Smart Contract Audit
Check if the NFT project has undergone a thorough smart contract audit by reputable cybersecurity firms. Smart contract audits help identify vulnerabilities or flaws in the code that hackers could exploit. Look for projects that have successfully passed independent audits and have taken steps to address any identified issues.
Check for Security Features
Look for NFTs that incorporate security features or mechanisms. These may include features like multi-factor authentication, secure storage of metadata or assets, and encryption. Projects that prioritize security and have implemented additional safeguards are generally safer investments.
Community and Feedback
Engage with the NFT community and seek feedback from experienced collectors or investors. Participate in forums, social media groups, or Discord channels related to NFTs and inquire about the project you are interested in. Gathering insights from others can provide valuable information about the project’s security, potential risks, and reputation.
Stay updated with the latest news and developments in the NFT space, particularly related to security and hacking incidents. By being informed, you can quickly identify any emerging risks or vulnerabilities associated with specific projects or marketplaces, allowing you to make more informed investment decisions.
Diversify Your Investments
Spreading your investments across multiple NFT projects can help mitigate risks. Diversification reduces the impact of any potential security breaches or vulnerabilities in a single NFT investment. By diversifying, you minimize the chances of losing your entire investment in case of a hacking incident.
How to protect my NFTs from being hacked?
Protecting an NFT from being hacked is a very difficult task and should be performed by both the owner and the creator of the NFT. As a creator, try to follow the best practices in terms of secure coding while building your system. You can check the following blog post where I have explained in detail with code examples, some of the most destructive vulnerabilities in the space, with all the needed recommendations on how to fix or avoid them:
In addition, try to stay updated about the latest vulnerabilities that could have been detected in technologies used to build your NFT smart contract. Moreover, at the end of the development process, try to perform multiple layers of security audits to eliminate as many as possible vulnerabilities before going to production.

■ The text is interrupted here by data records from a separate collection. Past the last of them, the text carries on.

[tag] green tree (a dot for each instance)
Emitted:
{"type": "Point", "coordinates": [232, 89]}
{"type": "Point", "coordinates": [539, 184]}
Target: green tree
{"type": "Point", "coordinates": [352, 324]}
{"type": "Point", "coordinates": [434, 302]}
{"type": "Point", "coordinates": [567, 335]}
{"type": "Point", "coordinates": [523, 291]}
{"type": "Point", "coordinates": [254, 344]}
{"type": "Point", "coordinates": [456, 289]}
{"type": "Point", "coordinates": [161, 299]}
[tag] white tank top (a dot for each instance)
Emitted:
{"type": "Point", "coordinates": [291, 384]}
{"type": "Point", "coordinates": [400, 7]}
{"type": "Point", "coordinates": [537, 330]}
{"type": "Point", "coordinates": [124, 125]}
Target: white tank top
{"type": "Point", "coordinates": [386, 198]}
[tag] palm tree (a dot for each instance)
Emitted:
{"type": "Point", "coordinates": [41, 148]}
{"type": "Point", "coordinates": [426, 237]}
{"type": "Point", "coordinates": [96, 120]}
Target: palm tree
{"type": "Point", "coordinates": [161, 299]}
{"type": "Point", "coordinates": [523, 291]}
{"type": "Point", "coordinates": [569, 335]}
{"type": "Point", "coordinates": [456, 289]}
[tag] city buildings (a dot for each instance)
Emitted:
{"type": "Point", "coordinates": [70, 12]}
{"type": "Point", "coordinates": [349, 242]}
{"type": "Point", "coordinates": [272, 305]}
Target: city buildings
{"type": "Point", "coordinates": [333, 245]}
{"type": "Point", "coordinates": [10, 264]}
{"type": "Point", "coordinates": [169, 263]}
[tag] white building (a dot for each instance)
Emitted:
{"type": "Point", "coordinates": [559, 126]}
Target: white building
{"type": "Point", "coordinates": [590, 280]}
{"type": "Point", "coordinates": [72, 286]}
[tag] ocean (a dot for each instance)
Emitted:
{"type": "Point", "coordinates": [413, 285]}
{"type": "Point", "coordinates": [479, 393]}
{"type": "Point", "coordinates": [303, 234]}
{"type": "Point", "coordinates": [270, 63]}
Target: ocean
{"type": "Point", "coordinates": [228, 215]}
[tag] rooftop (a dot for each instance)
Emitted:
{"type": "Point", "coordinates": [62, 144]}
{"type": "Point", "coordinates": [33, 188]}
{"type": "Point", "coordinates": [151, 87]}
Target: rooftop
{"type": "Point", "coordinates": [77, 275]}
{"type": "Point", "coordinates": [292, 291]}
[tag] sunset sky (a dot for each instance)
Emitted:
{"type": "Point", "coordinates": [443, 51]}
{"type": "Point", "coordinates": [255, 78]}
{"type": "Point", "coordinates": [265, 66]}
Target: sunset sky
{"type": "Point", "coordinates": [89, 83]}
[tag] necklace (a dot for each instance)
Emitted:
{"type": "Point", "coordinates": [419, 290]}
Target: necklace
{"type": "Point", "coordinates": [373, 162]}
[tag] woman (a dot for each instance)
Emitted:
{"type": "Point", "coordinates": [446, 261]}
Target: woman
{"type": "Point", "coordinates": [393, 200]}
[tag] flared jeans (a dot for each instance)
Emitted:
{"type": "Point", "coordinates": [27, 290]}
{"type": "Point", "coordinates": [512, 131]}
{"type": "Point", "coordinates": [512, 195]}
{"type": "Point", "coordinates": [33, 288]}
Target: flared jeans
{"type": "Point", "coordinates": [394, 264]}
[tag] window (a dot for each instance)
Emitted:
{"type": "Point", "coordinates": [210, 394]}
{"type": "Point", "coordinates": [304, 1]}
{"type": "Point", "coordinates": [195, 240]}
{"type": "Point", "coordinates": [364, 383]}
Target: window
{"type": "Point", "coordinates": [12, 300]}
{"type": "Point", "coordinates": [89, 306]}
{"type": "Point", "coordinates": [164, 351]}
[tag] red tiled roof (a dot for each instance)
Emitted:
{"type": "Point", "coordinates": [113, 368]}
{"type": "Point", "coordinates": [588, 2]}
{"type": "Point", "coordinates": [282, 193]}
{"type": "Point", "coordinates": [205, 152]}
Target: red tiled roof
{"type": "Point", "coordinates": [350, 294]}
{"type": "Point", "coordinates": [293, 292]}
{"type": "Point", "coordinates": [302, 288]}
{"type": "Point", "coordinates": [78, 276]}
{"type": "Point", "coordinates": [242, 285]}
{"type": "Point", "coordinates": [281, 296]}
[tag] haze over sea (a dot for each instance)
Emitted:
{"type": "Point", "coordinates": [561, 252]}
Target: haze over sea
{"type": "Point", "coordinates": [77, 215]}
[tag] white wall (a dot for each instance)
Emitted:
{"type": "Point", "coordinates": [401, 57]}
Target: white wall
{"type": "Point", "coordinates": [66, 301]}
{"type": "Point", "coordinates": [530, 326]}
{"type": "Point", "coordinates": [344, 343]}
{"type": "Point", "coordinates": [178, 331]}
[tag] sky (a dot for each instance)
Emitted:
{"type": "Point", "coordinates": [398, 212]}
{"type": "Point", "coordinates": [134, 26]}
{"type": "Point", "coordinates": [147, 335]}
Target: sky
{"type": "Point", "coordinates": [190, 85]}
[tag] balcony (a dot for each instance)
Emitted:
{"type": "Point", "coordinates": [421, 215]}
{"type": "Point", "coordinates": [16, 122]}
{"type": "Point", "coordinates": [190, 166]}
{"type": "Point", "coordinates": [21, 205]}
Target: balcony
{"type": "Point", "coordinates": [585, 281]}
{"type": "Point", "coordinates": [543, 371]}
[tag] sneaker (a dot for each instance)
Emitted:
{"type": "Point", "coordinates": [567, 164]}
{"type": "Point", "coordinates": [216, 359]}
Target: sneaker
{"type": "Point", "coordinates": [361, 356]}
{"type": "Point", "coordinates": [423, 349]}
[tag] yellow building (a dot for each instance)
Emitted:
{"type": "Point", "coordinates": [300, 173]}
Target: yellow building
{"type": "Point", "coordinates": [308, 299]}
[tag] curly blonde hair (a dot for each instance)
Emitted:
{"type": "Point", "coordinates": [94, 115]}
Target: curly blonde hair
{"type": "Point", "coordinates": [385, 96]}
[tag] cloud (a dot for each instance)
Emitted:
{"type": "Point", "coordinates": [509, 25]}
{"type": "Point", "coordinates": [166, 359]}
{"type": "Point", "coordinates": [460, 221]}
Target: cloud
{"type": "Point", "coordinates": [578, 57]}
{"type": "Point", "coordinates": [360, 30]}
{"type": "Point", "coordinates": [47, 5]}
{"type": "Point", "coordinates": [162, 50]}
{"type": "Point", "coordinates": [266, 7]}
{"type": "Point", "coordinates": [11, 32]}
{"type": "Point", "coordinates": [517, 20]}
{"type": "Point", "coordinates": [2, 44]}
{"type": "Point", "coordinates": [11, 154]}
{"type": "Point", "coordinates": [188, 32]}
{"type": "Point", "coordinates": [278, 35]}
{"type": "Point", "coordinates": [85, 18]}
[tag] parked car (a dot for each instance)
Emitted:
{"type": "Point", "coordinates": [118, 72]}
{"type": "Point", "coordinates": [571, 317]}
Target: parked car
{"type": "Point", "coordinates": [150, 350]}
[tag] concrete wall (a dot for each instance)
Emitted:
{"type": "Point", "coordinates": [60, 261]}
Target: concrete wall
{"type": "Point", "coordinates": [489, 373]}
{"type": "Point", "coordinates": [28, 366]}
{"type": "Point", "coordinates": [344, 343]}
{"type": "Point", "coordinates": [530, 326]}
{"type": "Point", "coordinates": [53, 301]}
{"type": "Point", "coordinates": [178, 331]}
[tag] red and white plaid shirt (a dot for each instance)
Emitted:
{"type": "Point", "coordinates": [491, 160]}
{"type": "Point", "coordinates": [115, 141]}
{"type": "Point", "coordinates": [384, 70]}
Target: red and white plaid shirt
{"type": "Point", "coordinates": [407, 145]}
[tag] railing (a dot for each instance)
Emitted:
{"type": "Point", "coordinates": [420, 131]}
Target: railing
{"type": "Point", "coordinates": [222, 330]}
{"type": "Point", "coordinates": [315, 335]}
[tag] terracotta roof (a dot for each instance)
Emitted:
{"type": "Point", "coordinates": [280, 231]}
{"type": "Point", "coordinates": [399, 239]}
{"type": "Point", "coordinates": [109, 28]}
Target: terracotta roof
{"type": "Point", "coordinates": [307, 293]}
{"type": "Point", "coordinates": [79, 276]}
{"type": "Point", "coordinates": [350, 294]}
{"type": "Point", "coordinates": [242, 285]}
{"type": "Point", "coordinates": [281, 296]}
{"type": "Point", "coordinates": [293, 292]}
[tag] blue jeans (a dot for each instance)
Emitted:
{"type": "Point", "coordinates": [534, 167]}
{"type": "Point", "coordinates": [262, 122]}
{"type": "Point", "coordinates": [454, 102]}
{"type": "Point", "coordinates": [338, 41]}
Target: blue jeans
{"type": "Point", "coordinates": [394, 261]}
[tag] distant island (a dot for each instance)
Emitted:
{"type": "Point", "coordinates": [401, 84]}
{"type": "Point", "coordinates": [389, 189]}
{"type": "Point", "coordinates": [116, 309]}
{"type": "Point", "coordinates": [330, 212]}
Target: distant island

As an NFT collector, you have to do your best to secure your wallet and educate yourself about the latest techniques used by attackers to steal NFTs, either using Social engineering or any other possible technique. Using complex passwords makes life harder for attackers to gain access to your crypto assets.
In addition, making updates to your wallet apps whenever they are published is also required to avoid being exploited by any publicly known vulnerabilities. Moreover, if it is possible, try to use a hardware-based wallet to eliminate the risk of attacks when it is disconnected from the internet.
However, you should keep in mind that all the previously explained tasks that should be performed to secure the NFT asset will just make life harder for hackers to get access to your NFT, a 100% secure system does not exist.